Nous commençons notre petit déjeuner. Alexis puis Rose me racontent, chacun leur tour, une anecdote concernant mon meilleur ami. Je me rends compte que je connais peu de sa vie au Canada. Même si nous continuions à échanger par mail, pour autant nous étions si loin l’un de l’autre, un océan nous séparait. Le même qui aujourd’hui me tient à distance de Manu.

— Si je résume et j’ai bien tout compris. Arrêtez-moi si je me trompe. Quand Jérémie est arrivé à Montréal avec sa mère et son beau-père, ils habitaient dans la maison mitoyenne à la vôtre et vous avez partagé votre adolescence avec lui. Je vous envie, dis-je en marquant une pause. Quand il est parti, j’ai perdu une part de moi, comme si on m’avait privé d’un membre. Oh j’espère que vous m’en raconterez plus, je veux tout savoir. Mais avant je pense que je vais lui envoyer un petit message.

— Dis-lui qu’il est le bienvenu et qu’on l’attend quand il veut, ajoute Rose.

— Il serait capable de vous prendre aux mots. Rien ne le retient en France, à part peut-être, à nouveau je me stoppe ne voulant pas en révéler plus.

— Son chéri Maël, annonce Rose sans attendre.

— Bon ok, j’ai compris vous êtes au courant de bien plus de choses que moi.

— Oui, plus ou moins de tout, et entre autre ce qui t’est arrivé cet été. C’est pour ça qu’il voulait te savoir entre de bonnes mains, dit Alexis avec un clin d'œil. Après, je pense qu’il ne s’attendait pas que ton arrivée ici serait aussi mouvementée.

— Ça c’est une évidence. Pour le calme et le repos, on repassera. Est-ce qu’il y a autres choses dont je dois être au courant ? Vous savez chez qui je vais loger par exemple ?

— Non pas du tout, répondent-ils en chœur. Sur certains points, il s’est montré discret.

— Bon, je vais me préparer, j’ai rendez-vous pour quatorze heures avec mon logeur et je ne voudrais pas le faire attendre.

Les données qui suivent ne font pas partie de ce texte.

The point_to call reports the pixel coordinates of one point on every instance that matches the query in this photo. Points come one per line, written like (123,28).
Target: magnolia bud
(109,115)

Je me dirige vers l’évier, nettoie ma vaisselle et rejoins ma chambre. Assis sur le lit, j’attrape mon portable où une surprise m’attend. Une enveloppe clignote, les battements de mon cœur s'accélèrent, je tremble à l’idée de l’ouvrir. Un mot et une photo, je n’espérais plus et là d’un coup d’un seul des larmes se déversent sur mes joues. L’émotion me terrasse. Le soleil se couche sur l’océan, une ombre se dessine sur le sable, je la reconnaîtrais parmi des milliers d’autres. Manu est là et si loin à la fois, si proche et si inaccessible. Je dessine du bout des doigts le contours de ses lignes, je me mords la lèvre, ma respiration s’accélère en découvrant les mots posés : “ my fuckying blue eyes, tu me manques, j’espère que ton escale au Canada t'ouvrira de nouvelles perspectives. Profites de chaque instant comme je le fais de mon côté. Étienne m’a confié ta lettre que je suis venu lire sur cette plage. J’attends avec impatience la prochaine.”